5-7. 鉄 (14)

図5-7-11:サント・ジュヌヴィエーヴ図書館内観

図5-7-11:サント・ジュヌヴィエーヴ図書館内観

このような空間の機能的要求はそれまでのビルディングタイプにはなかったものです。敷地いっぱいの80m x 15mの平面に屋根を架けようとすれば基本的には短手方向に梁を渡そうとします。これを旧来通りの組積造でやろうとすると、15mのスパンを2分割あるいは3分割することになりますが、ホールの真ん中に必然的に出てくる柱も石の太く重苦しいものとなるのは間違いないでしょう。

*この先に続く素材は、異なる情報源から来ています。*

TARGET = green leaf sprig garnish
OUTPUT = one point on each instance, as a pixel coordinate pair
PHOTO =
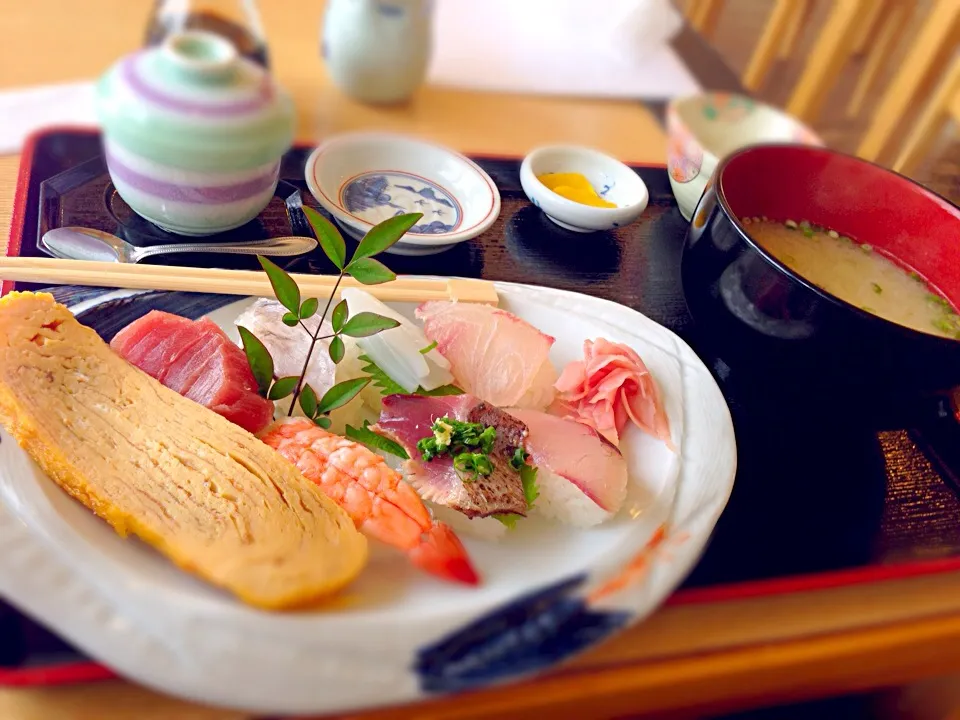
(364, 269)
(365, 436)
(528, 478)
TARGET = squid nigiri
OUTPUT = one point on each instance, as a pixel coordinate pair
(379, 502)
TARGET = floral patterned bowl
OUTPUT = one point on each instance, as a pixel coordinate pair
(364, 178)
(704, 128)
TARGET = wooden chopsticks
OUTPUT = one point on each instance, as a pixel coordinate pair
(231, 282)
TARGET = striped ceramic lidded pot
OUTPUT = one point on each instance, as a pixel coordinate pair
(194, 133)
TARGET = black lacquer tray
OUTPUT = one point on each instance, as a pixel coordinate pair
(816, 502)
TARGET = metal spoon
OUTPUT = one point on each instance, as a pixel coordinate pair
(80, 243)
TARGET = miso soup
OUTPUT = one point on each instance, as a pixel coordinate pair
(853, 272)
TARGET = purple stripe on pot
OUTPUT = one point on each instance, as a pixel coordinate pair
(131, 76)
(193, 194)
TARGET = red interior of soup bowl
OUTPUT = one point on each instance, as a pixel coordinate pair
(856, 198)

ここでラブルーストは鋳鉄の細い柱とアーチ型の梁で短手を2分割することで非常に軽快で明るいインテリアを実現しています。外周部の柱は石のままとして、アーチから流れてくる開く方向の力を重たい石で受け止めています。またこのような架構のおかげで15mもの高さの天井高さを確保できているために、2階分の高さのある本棚のさらに上部で、アーチ上のハイサイドライトを四方に取ることに成功しています。

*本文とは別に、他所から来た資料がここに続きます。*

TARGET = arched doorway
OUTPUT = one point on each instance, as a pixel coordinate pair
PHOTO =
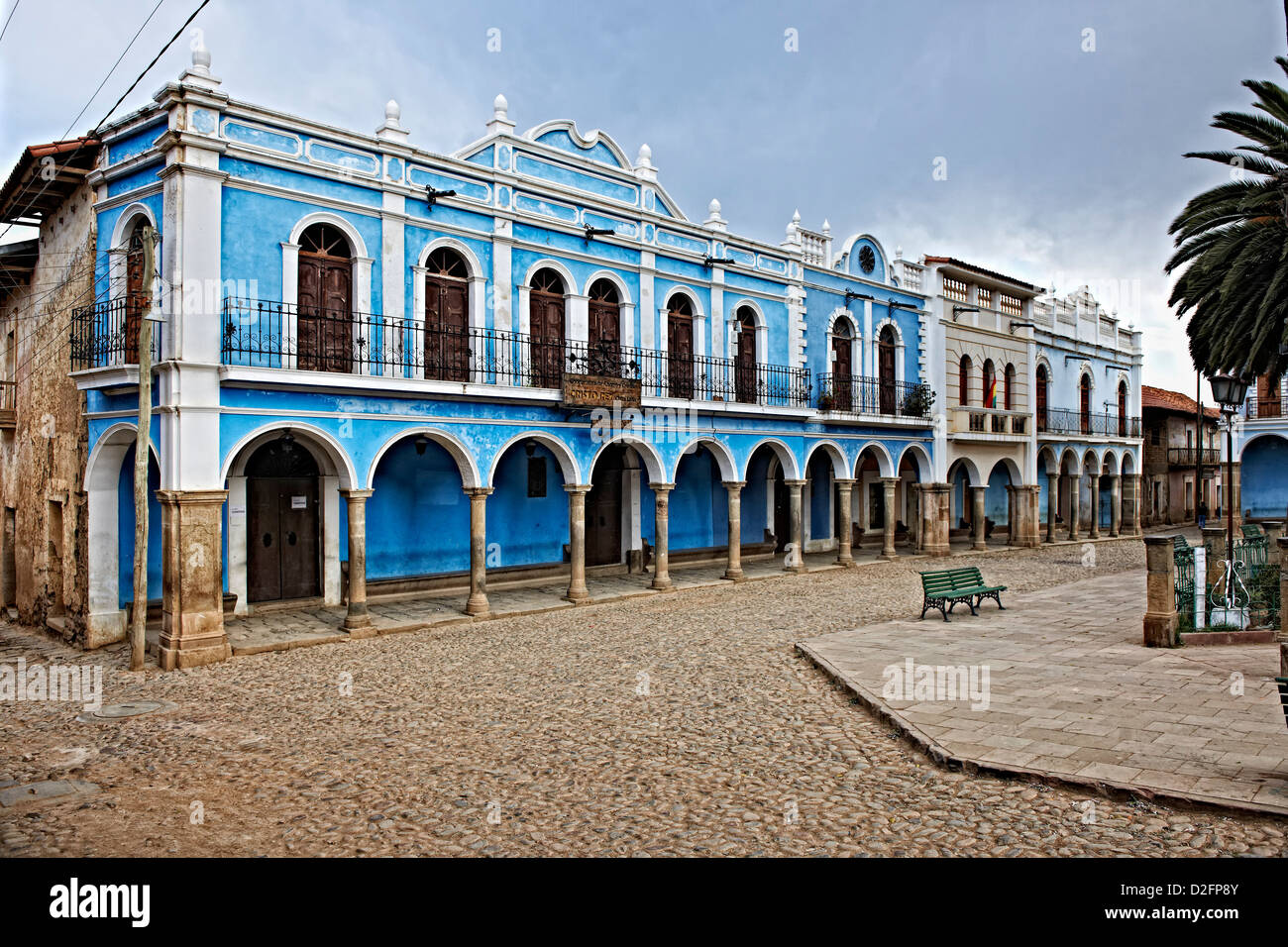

ここまでずっと先史以来の鉄と人とのつながりを俯瞰してきて、一般的な道具や建築の部分については鉄もそれなりに使用されてきたことを書いてきましたが、やはり建築としては構造体に鉄が使えるようになったということが、19世紀のその時代の潮流とともに、建築の歴史におけるひとつの大きな革命だったと言えるかと思います。